Now Joshua will be known far beyond London as the brutal Briton with the devastatingly powerful right hand that knocked down Martin twice in that second round.

"I ain't going to get too carried away," Joshua said. "I've got to keep on improving. I've got David Haye calling me out, Tyson Fury calling me out. I need to improve if I'm going to maintain and keep pushing at a higher level."

The IBF title was previously won by Fury against Wladimir Klitschko, but the Briton was stripped of it for refusing to make an immediate defense. Fury tweeted that Joshua "looked slow ponderous, & still looked like a bodybuilder, let me slay the lamb."

Joshua responded to his compatriot: "I'm going to walk through Tyson Fury when's he's ready. I'm not messing around, believe you me."

Joshua is determined to make some noise in the heavyweight division. Just like his loyal following.

Almost four years after Joshua clinched the Olympic title for at the London Games, the venue was different in the capital but there was the same raucous home support to see another dominant victory by the fighter.

Martin had made a brash arrival in the ring, sporting a bejeweled crown but his bravado was not matched by his performance against the humble, ultimately more clinical contender.

After being dropped by Joshua in the second round, Martin got back up but was immediately grounded by another Joshua right. This time, Martin didn't beat the count.

"I know if I've got enough power to hurt him once, if I keep my shape and keep on doing the same things to hurt him first time, I just knew I'd be able to get to him sooner or later," Joshua said.

All 16 wins since his pro debut in 2013 have been by KO and Joshua hope he has proved he's "not just some beach body boxer."

"I come to knock people out," Joshua said. "Every heavyweight has got power but it's about speed and precision."
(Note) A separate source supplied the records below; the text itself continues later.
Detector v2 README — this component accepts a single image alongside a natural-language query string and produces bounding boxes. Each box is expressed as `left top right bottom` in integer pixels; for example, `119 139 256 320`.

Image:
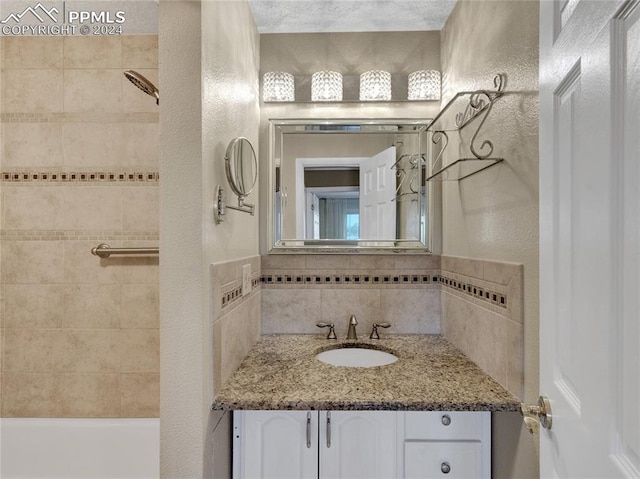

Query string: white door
360 146 396 240
233 411 318 479
540 0 640 479
318 411 398 479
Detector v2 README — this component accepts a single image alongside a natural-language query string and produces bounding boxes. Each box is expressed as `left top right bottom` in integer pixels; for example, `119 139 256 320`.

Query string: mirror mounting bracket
213 185 256 225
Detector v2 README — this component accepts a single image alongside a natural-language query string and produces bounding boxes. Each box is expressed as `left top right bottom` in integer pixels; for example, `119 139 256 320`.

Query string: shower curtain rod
91 243 160 258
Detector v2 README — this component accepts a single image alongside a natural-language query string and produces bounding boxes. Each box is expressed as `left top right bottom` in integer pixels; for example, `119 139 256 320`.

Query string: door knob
520 396 553 435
The first defense of his title could be three months away, with plans for a July 9 bout — the night of Klitschko's rematch against Fury, the WBA and WBO champion.

"Getting there is one thing, now maintaining it will be harder so I need to be a bit more disciplined," Joshua said. "We've got more to go. Probably when I retire I will be happy but as I'm still fighting, I've got to put this behind me."